The 5 by 5 power (or 5 by 5 rule) is an optional trust provision that individuals can use in the estate planning process when creating their trust. This provision gives beneficiaries the option to withdraw money from a trust in a controlled way each year without completely draining the trust or disrupting its long-term goals.
It allows a beneficiary to withdraw the greater of:
- $5,000 or
- 5% of the total value of the trust
Typically, a beneficiary will determine which option yields the largest withdrawal amount. For example:
- If a trust is worth $90,000, 5% would be $4,500, so the beneficiary could instead take the $5,000 option.
- If a trust is worth $150,000, 5% would be $7,500, making this option better than the fixed $5,000 withdrawal.
It’s important to note that the beneficiaries are not required to withdraw from the trust each year but this provision provides flexibility to access funds, if needed, without special approval from the trustee.
Adding this provision to a trust can have a few benefits.
Keeps the Trust’s Structure and Goals Intact
The original intent of the trust is protected because withdrawals are controlled and limited to small amounts each year. This prevents beneficiaries from draining the trust too quickly while still giving them access to funds when needed.
Provides Beneficiaries with Financial Flexibility
Beneficiaries can take money if they need it, but aren’t required to withdraw anything. The trustee doesn’t have to approve these withdrawals and having a predictable, yearly source of income for the beneficiary can help with financial planning and stability.
Potential Tax Advantages
Trusts are often taxed at a higher tax rate than individuals and any withdrawal amount can be shifted to the taxable income of the beneficiary which could result in lower overall taxes.
However, there could be some disadvantages, depending on the goals of the trusts.
Trust Depletion Over Time
If a beneficiary takes the maximum withdrawal every year, the trust could shrink faster than the trust creator intended.
Creditor Exposure
Once a beneficiary withdraws money, it becomes part of their personal assets, which means creditors, lawsuits, or even divorce settlements could claim the money after it’s withdrawn.
Unintended Tax Consequences
Even if a beneficiary doesn’t take money out of the trust, the IRS may still treat them as having control over that portion of the trust. If they skip their withdrawal rights year after year, the IRS may start counting a larger portion of the trust as if it belongs to them for tax purposes.

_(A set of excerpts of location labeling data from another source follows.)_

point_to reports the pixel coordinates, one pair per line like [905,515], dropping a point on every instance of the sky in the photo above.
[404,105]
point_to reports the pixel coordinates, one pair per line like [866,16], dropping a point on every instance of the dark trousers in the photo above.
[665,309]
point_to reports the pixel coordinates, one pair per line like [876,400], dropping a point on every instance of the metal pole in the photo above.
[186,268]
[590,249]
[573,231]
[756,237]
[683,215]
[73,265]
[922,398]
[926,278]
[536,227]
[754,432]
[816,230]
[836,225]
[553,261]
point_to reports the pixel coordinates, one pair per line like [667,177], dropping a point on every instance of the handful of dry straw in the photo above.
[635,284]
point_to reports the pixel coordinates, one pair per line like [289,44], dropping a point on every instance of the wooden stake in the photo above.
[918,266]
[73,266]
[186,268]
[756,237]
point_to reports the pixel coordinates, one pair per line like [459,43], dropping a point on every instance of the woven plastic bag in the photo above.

This could lead to unexpected taxes in the future-even if they never actually take any money.
The 5 by 5 Power can be included when drafting a trust or, in some cases, added later through an amendment (if the trust allows modifications.) Through this provision, some trust owners may decide to put the following types of parameters on trust withdrawals, only allowing beneficiaries to use the funds for purchases such as:
- Buying their first home
- Medical expenses
- College tuition or professional development.
Not every trust needs this provision, but it can be a useful tool for giving beneficiaries flexible but controlled access to money from the trust. If your settling up a trust or reviewing an existing one, an estate planning attorney can help you determine whether this provision can help you meet your overall goals.